Molti anni fa ho avuto la fortuna di essere studente di un padre passionista che insegnava il pensiero tomista a chiunque avesse voglia di imparare. Lo conobbi che era già verso gli 80, mentre io viaggiavo per i 30. Padre Enrico Zoffoli (1915-1996) al tempo era già molto conosciuto per le sue forti posizioni, posizioni che riguardavano alcune deviazioni nella vita della Chiesa. Egli si dedicava instancabilmente alla difesa della dottrina cattolica con i suoi libri, i suoi articoli, il suo insegnamento, divenendo così membro della Pontificia Accademia di San Tommaso d’Aquino e meritandosi la stima, su cui posso testimoniare di persona, di nomi come Antonio Piolanti, Dario Composta, Luigi Bogliolo, Brunero Gherardini, Raimondo Spiazzi, Antonio Livi, la crema della scuola teologica romana con Cornelio Fabro, con cui fu anche in contatto.
Veniva accusato di essere intransigente. In una sua lettera ho trovato questo passaggio: "Restar "fermi" nelle proprie convinzioni non significa essere "intransigenti", ma solo coerenti, leali, forti, come lo sono stati tutti gli eroi e i martiri d'ogni fede, religiosa o politica...". Ecco, questa fermezza era caratteristica del suo carattere, mite ma forte, direi indomito.
Nato a Marino, per impulso della madre conobbe una conversione negli anni dell’adolescenza che lo portò, su esempio di uno zio, a cercare la pace della sua anima entrando nei padri passionisti, figli di san Paolo della Croce. Visse per molta parte della sua vita presso il convento della Scala Santa, non senza difficoltà per via delle opposizioni che derivavano dalle sue pubblicazioni e delle sue posizioni coraggiose in difesa della fede e anche per le sue (non velate) critiche verso certi sviluppi interni al tempo del Concilio. Ancora oggi la sua biografia in 3 volumi (e svariate migliaia di pagine) di san Paolo della Croce risalente agli anni ‘60 è considerata come un riferimento per gli studiosi del santo.
Me lo ricordo quando ci spiegava san Tommaso d’Aquino, come il suo sguardo si illuminava quasi sopraffatto dalla bellezza e dalla profondità di quel pensiero. Fu scrittore infaticabile, decine e decine di volumi, tomi ponderosi sulla teologia e sulla filosofia e testi più accessibili su temi che erano in auge al tempo e lo sono ancora oggi: la comunione sulla mano, Chiesa e uomini di Chiesa, l’esistenza di Dio, la confessione, il purgatorio...oggi di tutta questa opera è disponibile quasi nulla. Ho ristampato io recentemente un volumetto con il titolo “Abbà. Alla scoperta del Padre”, un saggio di elevazione teologica e spirituale.

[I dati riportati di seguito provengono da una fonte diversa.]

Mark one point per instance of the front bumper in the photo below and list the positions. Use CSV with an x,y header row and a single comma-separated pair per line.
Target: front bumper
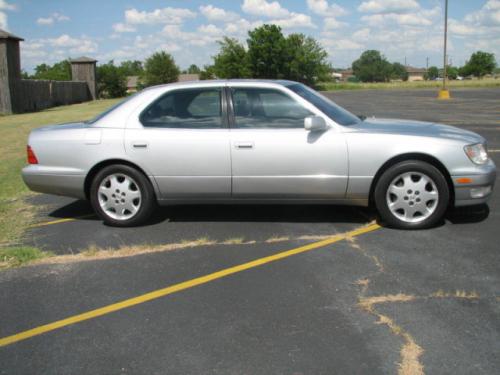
x,y
475,188
58,181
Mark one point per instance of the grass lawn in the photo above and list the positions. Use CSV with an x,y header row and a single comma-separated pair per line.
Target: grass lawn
x,y
331,86
15,214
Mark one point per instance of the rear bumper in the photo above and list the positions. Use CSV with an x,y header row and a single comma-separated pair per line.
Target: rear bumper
x,y
58,181
478,190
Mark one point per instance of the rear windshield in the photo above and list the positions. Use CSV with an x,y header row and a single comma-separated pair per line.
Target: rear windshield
x,y
109,110
335,112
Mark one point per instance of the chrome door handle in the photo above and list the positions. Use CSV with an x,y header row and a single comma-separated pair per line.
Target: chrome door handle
x,y
244,145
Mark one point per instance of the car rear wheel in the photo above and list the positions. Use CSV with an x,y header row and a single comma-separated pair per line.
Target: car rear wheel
x,y
122,196
412,195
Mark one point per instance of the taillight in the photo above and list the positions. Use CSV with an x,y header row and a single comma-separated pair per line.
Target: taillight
x,y
31,156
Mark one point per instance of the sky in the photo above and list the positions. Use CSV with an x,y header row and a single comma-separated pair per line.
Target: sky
x,y
403,30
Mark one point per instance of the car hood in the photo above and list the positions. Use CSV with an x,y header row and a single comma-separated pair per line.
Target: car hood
x,y
416,128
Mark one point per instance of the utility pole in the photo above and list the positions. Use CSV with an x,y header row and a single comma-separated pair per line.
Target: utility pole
x,y
444,94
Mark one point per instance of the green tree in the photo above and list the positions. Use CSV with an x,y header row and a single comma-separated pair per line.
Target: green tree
x,y
432,73
132,68
193,69
372,66
231,61
207,72
111,81
266,52
399,72
306,60
479,64
60,71
160,68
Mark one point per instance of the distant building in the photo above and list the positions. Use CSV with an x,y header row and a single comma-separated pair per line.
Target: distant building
x,y
346,74
188,77
132,83
415,74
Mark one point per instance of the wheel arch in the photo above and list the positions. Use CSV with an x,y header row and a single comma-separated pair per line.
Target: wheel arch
x,y
413,156
102,164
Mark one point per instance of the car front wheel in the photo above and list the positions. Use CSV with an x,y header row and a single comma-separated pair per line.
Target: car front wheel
x,y
412,195
122,196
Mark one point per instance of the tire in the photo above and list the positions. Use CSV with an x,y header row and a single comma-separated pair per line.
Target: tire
x,y
412,195
122,196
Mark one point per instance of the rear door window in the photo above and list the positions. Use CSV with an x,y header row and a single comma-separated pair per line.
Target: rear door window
x,y
263,108
185,109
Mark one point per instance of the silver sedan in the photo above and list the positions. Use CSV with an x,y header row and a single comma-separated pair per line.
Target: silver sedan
x,y
244,141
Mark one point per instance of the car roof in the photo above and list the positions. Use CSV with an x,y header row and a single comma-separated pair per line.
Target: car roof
x,y
210,82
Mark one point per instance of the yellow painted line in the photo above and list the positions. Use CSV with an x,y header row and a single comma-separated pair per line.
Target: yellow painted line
x,y
60,221
179,287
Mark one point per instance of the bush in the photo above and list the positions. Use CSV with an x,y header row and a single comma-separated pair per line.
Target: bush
x,y
111,81
372,66
160,68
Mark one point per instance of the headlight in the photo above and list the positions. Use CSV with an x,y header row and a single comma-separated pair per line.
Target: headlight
x,y
477,153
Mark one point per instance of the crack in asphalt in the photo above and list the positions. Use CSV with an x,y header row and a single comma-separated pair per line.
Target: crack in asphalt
x,y
410,352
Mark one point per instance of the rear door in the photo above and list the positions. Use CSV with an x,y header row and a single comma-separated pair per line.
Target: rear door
x,y
183,140
274,157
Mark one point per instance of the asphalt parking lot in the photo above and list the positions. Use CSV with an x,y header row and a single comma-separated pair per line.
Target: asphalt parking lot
x,y
290,289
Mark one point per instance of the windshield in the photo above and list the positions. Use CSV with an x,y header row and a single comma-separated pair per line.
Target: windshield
x,y
336,113
109,110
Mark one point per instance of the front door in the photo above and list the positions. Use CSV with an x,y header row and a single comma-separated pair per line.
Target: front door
x,y
274,157
183,140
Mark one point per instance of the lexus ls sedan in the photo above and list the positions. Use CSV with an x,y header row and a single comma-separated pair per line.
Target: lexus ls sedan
x,y
256,141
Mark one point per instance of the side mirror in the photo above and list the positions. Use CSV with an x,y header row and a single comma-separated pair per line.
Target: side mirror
x,y
315,123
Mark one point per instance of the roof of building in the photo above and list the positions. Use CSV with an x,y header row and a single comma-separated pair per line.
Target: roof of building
x,y
188,77
132,81
83,59
5,35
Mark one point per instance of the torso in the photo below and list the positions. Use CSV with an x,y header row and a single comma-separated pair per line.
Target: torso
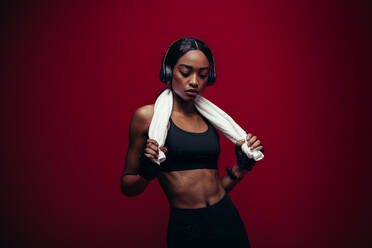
x,y
194,188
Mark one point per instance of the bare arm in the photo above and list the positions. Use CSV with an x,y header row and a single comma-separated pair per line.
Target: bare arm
x,y
133,184
227,182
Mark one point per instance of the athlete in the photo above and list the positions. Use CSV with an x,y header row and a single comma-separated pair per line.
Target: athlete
x,y
201,212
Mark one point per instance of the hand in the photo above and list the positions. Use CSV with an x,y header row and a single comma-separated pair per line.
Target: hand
x,y
151,150
242,160
147,168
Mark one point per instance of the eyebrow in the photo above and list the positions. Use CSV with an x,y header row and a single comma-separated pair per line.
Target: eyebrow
x,y
190,67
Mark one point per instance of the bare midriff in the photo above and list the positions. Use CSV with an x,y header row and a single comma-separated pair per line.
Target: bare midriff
x,y
196,188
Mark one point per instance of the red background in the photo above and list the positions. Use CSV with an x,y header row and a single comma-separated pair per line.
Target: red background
x,y
73,73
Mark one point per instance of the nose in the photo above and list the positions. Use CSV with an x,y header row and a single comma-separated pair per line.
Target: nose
x,y
194,81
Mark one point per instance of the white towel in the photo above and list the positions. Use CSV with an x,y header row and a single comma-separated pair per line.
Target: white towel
x,y
219,119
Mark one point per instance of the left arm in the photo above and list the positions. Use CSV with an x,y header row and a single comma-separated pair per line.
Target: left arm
x,y
240,170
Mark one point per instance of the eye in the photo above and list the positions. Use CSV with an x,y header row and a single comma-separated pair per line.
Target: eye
x,y
185,74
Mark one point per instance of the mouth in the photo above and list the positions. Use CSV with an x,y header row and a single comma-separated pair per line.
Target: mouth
x,y
192,92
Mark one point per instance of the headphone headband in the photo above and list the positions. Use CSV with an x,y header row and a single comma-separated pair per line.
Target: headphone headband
x,y
166,71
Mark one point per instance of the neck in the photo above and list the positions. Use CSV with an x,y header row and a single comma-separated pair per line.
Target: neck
x,y
182,106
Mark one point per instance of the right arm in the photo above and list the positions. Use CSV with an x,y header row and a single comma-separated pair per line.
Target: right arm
x,y
133,184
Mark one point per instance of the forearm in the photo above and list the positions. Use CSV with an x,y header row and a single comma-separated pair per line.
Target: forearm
x,y
132,185
229,183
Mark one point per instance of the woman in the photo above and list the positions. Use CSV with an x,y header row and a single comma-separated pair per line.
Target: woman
x,y
201,212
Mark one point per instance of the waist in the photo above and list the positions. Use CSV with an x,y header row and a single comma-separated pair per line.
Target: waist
x,y
225,199
179,165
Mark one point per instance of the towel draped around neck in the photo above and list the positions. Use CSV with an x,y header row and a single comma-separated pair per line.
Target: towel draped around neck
x,y
217,117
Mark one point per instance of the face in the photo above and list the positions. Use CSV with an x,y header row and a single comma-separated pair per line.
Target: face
x,y
190,75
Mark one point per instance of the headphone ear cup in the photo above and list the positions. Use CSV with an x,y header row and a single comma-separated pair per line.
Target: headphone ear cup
x,y
167,74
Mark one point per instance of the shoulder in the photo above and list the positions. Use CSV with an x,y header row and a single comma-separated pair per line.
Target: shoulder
x,y
144,113
142,118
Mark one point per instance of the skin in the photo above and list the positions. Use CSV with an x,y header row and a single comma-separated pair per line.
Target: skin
x,y
190,188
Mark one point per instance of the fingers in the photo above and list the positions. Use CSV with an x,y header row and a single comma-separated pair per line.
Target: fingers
x,y
151,150
163,149
239,142
253,142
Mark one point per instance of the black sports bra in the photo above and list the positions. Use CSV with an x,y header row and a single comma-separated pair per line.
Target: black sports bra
x,y
189,151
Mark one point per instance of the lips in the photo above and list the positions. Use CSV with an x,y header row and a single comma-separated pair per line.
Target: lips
x,y
192,92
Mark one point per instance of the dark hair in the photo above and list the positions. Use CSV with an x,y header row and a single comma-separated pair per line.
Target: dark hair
x,y
177,49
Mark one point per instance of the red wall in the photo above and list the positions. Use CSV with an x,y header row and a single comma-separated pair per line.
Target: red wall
x,y
73,73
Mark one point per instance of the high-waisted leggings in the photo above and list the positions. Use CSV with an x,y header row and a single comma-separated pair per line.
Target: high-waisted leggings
x,y
217,225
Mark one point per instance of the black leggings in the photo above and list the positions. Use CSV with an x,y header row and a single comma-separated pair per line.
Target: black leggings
x,y
218,225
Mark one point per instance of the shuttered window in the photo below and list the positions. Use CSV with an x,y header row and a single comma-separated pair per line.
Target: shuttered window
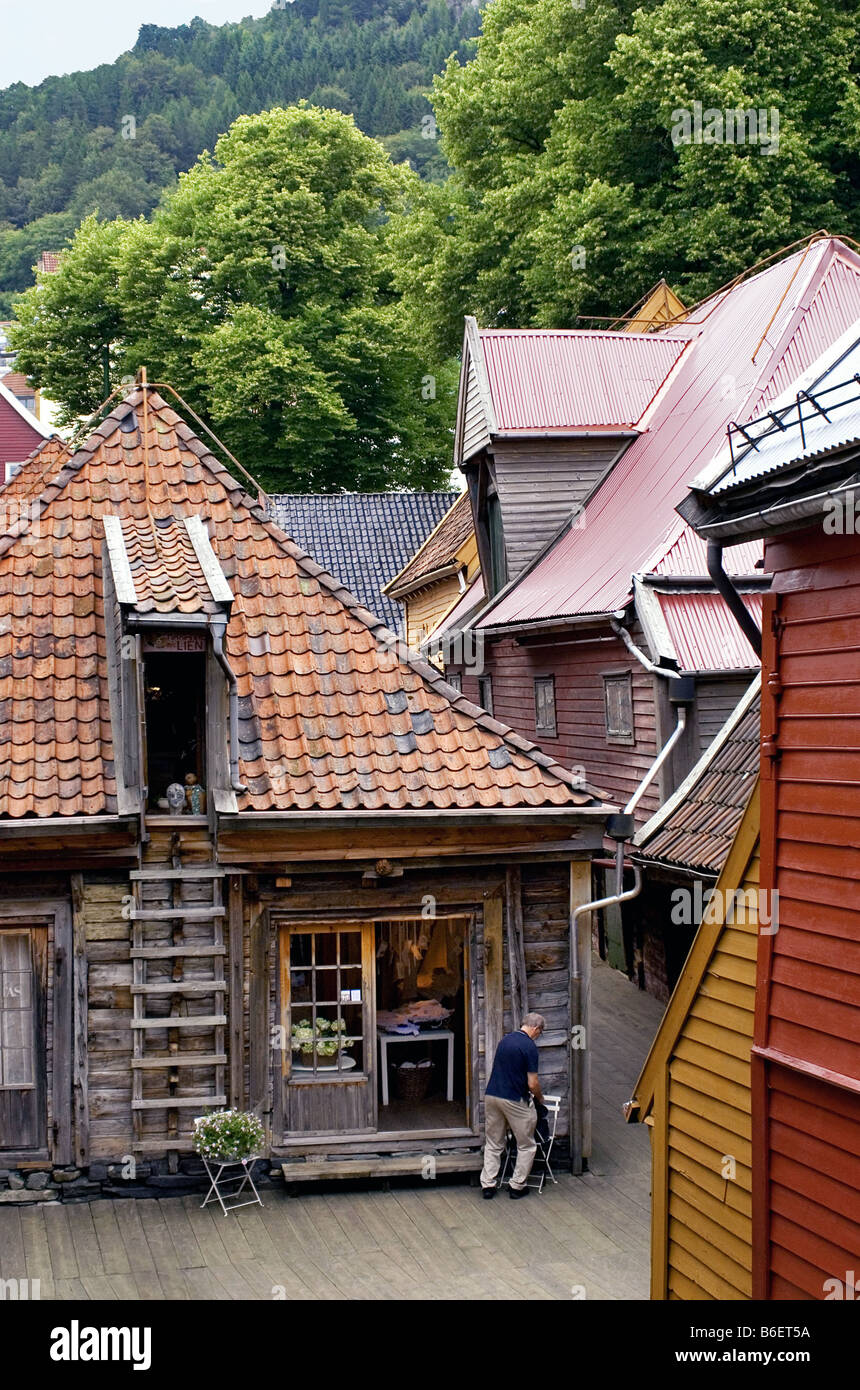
x,y
618,699
17,1032
545,706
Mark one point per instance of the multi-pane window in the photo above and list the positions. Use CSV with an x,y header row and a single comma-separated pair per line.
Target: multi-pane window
x,y
17,1033
618,699
325,1002
545,706
485,692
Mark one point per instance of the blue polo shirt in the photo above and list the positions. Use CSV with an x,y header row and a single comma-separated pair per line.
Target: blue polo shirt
x,y
516,1057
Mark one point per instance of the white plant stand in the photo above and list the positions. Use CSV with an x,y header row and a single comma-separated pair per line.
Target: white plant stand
x,y
220,1184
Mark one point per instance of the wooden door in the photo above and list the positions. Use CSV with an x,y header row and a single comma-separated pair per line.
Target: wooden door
x,y
328,1018
22,1055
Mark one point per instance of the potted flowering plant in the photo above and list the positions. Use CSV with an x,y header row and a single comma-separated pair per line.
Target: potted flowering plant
x,y
228,1136
324,1041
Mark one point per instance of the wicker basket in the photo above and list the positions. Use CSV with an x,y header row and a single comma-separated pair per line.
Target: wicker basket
x,y
411,1083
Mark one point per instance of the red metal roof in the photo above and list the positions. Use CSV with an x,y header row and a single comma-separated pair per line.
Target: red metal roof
x,y
685,555
738,339
705,634
18,437
574,380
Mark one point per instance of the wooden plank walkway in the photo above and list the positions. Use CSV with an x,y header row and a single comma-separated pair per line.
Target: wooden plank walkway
x,y
586,1237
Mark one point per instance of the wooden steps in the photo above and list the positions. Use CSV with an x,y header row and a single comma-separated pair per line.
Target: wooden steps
x,y
182,1020
189,875
175,913
182,987
381,1165
159,941
153,1064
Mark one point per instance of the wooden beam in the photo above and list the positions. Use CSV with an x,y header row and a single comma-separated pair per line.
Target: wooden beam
x,y
81,1062
493,975
235,1007
580,1069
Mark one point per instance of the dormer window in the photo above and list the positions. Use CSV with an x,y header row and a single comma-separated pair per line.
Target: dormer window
x,y
174,690
174,695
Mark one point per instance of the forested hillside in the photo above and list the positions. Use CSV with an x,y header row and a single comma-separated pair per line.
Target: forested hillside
x,y
111,139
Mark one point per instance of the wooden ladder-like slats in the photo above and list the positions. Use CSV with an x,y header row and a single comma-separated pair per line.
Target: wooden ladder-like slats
x,y
177,991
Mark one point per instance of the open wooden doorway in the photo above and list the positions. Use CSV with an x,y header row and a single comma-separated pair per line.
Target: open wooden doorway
x,y
423,1023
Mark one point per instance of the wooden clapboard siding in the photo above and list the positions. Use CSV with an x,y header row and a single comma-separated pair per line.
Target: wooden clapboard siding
x,y
807,1025
581,740
695,1089
539,484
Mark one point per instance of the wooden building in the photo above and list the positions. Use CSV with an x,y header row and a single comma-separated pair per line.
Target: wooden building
x,y
792,476
693,1091
578,448
242,831
438,574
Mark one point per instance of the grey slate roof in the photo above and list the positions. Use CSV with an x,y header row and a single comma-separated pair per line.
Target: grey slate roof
x,y
363,538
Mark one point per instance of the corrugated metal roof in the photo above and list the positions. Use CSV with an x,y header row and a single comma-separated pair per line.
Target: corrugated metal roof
x,y
799,430
723,375
696,826
574,380
705,634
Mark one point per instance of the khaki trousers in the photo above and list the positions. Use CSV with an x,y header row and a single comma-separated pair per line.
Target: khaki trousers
x,y
521,1119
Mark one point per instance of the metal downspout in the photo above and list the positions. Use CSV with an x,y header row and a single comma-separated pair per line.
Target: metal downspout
x,y
218,630
581,1004
727,590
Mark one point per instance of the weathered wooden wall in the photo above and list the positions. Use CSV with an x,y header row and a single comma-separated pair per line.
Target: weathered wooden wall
x,y
580,708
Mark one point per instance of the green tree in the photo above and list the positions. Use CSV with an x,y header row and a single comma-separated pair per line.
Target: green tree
x,y
571,189
261,291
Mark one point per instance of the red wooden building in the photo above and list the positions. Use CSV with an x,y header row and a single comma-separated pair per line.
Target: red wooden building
x,y
792,476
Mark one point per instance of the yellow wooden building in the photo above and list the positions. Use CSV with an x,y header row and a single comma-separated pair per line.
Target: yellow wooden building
x,y
695,1087
438,574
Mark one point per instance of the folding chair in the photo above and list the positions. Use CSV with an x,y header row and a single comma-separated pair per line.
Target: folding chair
x,y
541,1168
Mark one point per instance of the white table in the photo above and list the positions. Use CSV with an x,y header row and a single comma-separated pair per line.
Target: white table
x,y
427,1036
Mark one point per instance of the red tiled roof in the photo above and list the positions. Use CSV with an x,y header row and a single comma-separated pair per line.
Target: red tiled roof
x,y
553,380
334,710
737,344
439,548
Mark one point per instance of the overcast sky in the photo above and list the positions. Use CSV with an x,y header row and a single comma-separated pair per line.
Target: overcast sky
x,y
45,38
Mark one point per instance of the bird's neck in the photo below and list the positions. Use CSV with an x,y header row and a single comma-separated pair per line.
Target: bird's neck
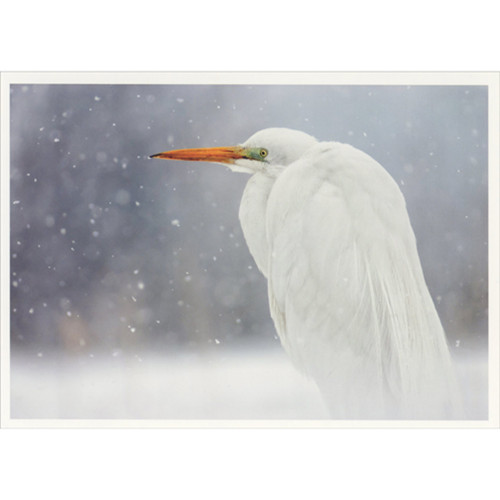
x,y
253,217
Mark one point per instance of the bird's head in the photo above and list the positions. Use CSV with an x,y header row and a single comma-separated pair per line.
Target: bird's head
x,y
266,150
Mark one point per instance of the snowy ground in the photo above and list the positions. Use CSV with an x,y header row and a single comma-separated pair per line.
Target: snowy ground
x,y
219,384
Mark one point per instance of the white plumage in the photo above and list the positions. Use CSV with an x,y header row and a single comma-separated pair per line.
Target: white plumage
x,y
328,227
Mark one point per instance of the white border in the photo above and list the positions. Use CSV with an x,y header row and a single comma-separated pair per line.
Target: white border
x,y
251,78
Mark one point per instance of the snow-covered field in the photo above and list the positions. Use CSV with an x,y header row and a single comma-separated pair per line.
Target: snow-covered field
x,y
221,383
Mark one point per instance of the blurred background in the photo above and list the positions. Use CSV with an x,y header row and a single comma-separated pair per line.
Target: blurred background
x,y
133,294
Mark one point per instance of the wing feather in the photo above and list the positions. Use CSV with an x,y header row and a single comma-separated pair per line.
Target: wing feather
x,y
346,289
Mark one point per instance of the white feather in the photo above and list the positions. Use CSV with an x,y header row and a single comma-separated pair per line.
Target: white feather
x,y
328,227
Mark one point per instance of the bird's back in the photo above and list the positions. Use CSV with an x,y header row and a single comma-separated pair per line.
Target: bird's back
x,y
347,292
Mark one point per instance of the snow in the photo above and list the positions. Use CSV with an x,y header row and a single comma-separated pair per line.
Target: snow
x,y
216,383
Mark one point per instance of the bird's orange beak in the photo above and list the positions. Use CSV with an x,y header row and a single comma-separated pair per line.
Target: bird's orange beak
x,y
218,155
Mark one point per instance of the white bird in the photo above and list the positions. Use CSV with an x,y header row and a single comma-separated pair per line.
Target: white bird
x,y
328,228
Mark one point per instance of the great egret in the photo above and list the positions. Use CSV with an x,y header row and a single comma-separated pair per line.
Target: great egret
x,y
328,228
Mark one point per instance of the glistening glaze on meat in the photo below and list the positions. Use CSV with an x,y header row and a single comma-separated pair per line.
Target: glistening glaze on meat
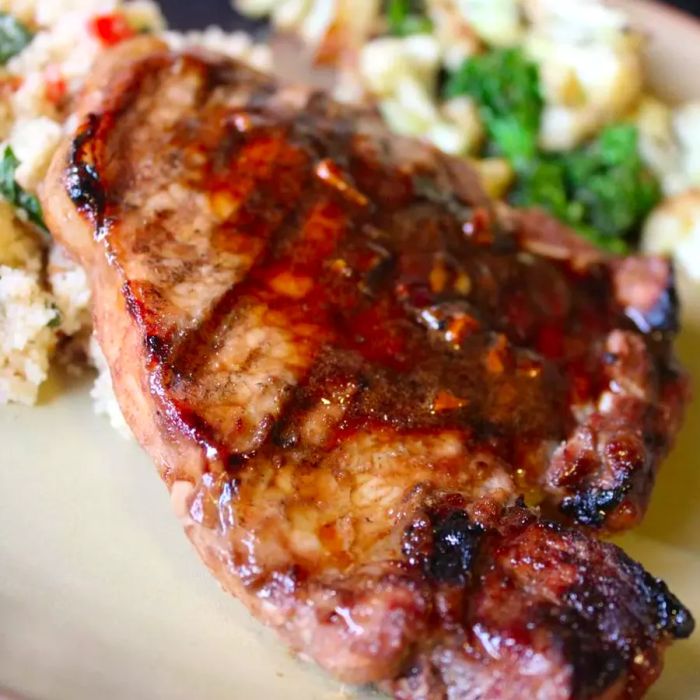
x,y
349,366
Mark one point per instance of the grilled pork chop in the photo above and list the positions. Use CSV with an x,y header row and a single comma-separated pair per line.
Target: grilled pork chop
x,y
353,371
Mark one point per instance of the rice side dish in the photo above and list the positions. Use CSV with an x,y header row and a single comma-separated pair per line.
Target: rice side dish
x,y
547,98
47,47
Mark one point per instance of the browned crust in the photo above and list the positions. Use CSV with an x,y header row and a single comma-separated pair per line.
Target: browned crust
x,y
455,571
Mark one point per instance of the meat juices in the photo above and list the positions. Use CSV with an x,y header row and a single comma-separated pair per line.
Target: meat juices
x,y
353,371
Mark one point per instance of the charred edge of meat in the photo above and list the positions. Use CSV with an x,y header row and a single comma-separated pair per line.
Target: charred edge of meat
x,y
672,616
592,507
663,317
82,179
596,666
444,546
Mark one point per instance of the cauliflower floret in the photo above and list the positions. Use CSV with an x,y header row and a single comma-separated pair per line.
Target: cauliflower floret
x,y
402,73
674,229
590,65
455,34
497,22
670,143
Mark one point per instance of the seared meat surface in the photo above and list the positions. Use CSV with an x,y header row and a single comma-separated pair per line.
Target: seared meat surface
x,y
353,371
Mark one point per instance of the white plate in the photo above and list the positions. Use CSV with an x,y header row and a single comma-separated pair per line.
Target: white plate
x,y
102,597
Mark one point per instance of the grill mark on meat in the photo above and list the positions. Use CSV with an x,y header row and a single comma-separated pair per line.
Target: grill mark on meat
x,y
351,364
411,259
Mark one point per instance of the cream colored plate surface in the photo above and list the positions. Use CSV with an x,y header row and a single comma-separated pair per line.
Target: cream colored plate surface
x,y
101,596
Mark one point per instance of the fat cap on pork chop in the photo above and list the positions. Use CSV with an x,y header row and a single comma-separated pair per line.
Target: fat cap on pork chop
x,y
352,371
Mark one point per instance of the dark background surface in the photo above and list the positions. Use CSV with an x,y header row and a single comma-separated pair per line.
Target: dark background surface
x,y
184,14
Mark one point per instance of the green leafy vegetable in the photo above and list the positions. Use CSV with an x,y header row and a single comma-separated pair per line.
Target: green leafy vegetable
x,y
603,190
15,194
406,17
14,36
506,88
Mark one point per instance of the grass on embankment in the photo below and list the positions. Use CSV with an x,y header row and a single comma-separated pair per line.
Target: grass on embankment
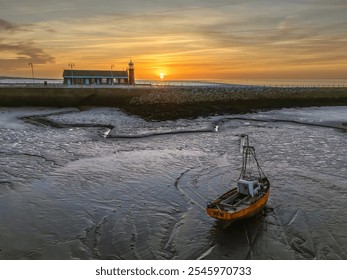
x,y
174,102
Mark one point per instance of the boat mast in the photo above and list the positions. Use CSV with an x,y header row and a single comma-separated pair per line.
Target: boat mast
x,y
248,154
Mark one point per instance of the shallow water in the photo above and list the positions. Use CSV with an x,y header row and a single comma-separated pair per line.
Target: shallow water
x,y
99,184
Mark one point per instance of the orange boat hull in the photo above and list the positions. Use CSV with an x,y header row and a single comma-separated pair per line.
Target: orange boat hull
x,y
240,214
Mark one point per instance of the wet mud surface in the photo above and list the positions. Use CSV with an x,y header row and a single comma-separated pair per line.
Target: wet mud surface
x,y
101,184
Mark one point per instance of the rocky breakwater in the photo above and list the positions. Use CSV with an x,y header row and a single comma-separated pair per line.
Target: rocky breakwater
x,y
173,102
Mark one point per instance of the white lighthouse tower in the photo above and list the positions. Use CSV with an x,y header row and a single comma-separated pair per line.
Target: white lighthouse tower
x,y
131,73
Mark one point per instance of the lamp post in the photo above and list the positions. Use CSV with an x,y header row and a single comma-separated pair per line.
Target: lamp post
x,y
112,73
32,70
71,66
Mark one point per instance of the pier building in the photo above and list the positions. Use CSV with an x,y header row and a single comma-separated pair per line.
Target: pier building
x,y
100,77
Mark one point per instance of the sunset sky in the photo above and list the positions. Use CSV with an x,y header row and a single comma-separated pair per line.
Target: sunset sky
x,y
183,39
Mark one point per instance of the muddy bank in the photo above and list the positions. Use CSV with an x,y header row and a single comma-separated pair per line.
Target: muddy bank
x,y
175,102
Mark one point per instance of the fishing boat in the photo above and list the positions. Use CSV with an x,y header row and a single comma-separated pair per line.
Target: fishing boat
x,y
250,194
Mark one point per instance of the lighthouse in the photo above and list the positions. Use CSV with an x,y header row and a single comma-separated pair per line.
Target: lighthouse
x,y
131,74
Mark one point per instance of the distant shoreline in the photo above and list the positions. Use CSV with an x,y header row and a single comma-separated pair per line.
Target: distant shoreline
x,y
172,102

Suonai l’organo al suo funerale alla Scala Santa. Aveva espresso il desiderio che in quella occasione fosse cantata O Bella mia Speranza, la canzoncina in onore di Maria SS.ma uscita dalla penna di Sant’Alfonso Maria de’ Liguori. Amava molto quella canzoncina.
Oggi, purtroppo, pochissimi lo ricordano eppure è stato un eroe della fede, per cui ha lottato per una vita intera. Se la sua presenza terrena per il momento sembra svanita dalla mente degli uomini, certamente non lo sarà dalla mente di Dio.
Grazie Aurelio Porfiri. Prendo atto di come P. Enrico Zoffoli sia nel ricordo di un laico e non di un passionista. Mi chiedo se noi passionisti ce ne meritiamo più di uomini come Zoffoli, giacché se vivesse oggi lo caccerebbero dal noviziato o dallo studentato e gli darebbero del "tradizionalista", "rigido", "lefebvriano" e tanto altro ancora.